Telle est bien l’originalité — et la cruelle méprise — du roman dont accouchent Musset et quelques autres. Le personnage y apparaît, dans les premières pages, comme une matière qui attendrait de recevoir sa forme — et sa force — des événements. Plus exactement, il est au commencement une volonté informe, pure et brutale, comme Lorenzo, qui cherche à accroître sa puissance, au sens spinoziste ou nietzschéen. Dans le roman classique de ce même XIXe siècle, pour faire bref, le récit avait pour fin de raconter l’odyssée d’une forme parmi les formes : le personnage, en son être, a des qualités que les aventures participent à dévoiler. Mais sa nature ne change substantiellement pas durant le roman : Rubempré est Rubempré dès son apparition. Le héros par excellence, Ulysse, est un héros d’endurance du début jusqu’à la fin de l’Odyssée : sa mise à l’épreuve entre-temps ne sert qu’à prouver sa qualité de héros. Sa volonté, en somme, se soumet toujours à son intelligence et à son idéal, éternel conflit entre Amour et Raison qui dure depuis Chrétien de Troyes et sert de trame au récit. Dans le roman du vouloir-vivre, en revanche, le héros apparaît d’emblée comme un homme sans qualités, une puissance qui attend d’être actualisée — ce que le recours au « je » facilite. Exemple le plus célèbre, quoiqu’offrant déjà une caricature : Ferdinand Bardamu, qui n’est que puissance libre au début du Voyage, s’engage dans l’armée comme dans l’existence, pour ne pas en rester « puceau » ; métaphore de la virginité de l’expérience humaine qu’on trouve déjà chez Musset — « l’humanité souleva sa robe, et me montra, comme à un adepte digne d’elle, sa monstrueuse nudité » (Lorenzaccio). Littérature essentialiste et apollinienne contre littérature existentialiste et dionysiaque, pour ainsi dire.

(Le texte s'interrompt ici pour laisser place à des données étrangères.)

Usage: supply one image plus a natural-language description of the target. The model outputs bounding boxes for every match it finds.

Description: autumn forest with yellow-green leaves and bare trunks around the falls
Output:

Autre lieu littéraire où sévit cette intuition : le roman proustien, dans lequel le narrateur se montre même plus habile dans l’expression de sa volonté de vivre. Lui aussi manifeste un désir de connaître l’homme et le monde, mais le fait en exhibant la naissance d’une conscience qui se détermine, non pas grâce aux événements, puisque le sujet choisit lui-même de raconter ce qui lui advient, mais grâce aux sentiments qu’ils suscitent, la façon dont cela advient. Contrairement au roman balzacien classique où les débauchés, qui agissent « avec une incroyable insouciance, intrépides mangeurs, buveurs plus intrépides encore » sont nommés « viveurs », ne suscitent jamais l’intérêt du romancier, du moins sur le long terme, le monde dans lequel évolue le héros du vouloir-vivre ne lui préexiste pas mais se trouve entièrement reconstruit par la conscience totalisante. Dans les deux cas — Céline et Proust, les deux mentors de la littérature du XXe —, le personnage se conduit comme ce héros dont Musset dresse un portrait peu avantageux. Une fois l’existence absolutisée et le hic et nunc débarrassé de sa racine dans le ciel, l’on comprend que le personnage du roman du vouloir-vivre — et avec lui l’homme moderne dont il s’inspire —, de Musset à Céline jusqu’à ses pâles imitations, Matzneff et Houellebecq, n’ait plus qu’à pasticher, sur la terre, avec un enthousiasme feint, un bonheur qui lui était promis dans un ciel que ses pères ont décrété vide. Lorsqu’il s’en lassera — bientôt, sans doute, car même le vouloir-vivre ne veut plus vivre ainsi —, alors il retrouvera la foi et, avec elle, une littérature digne de lui.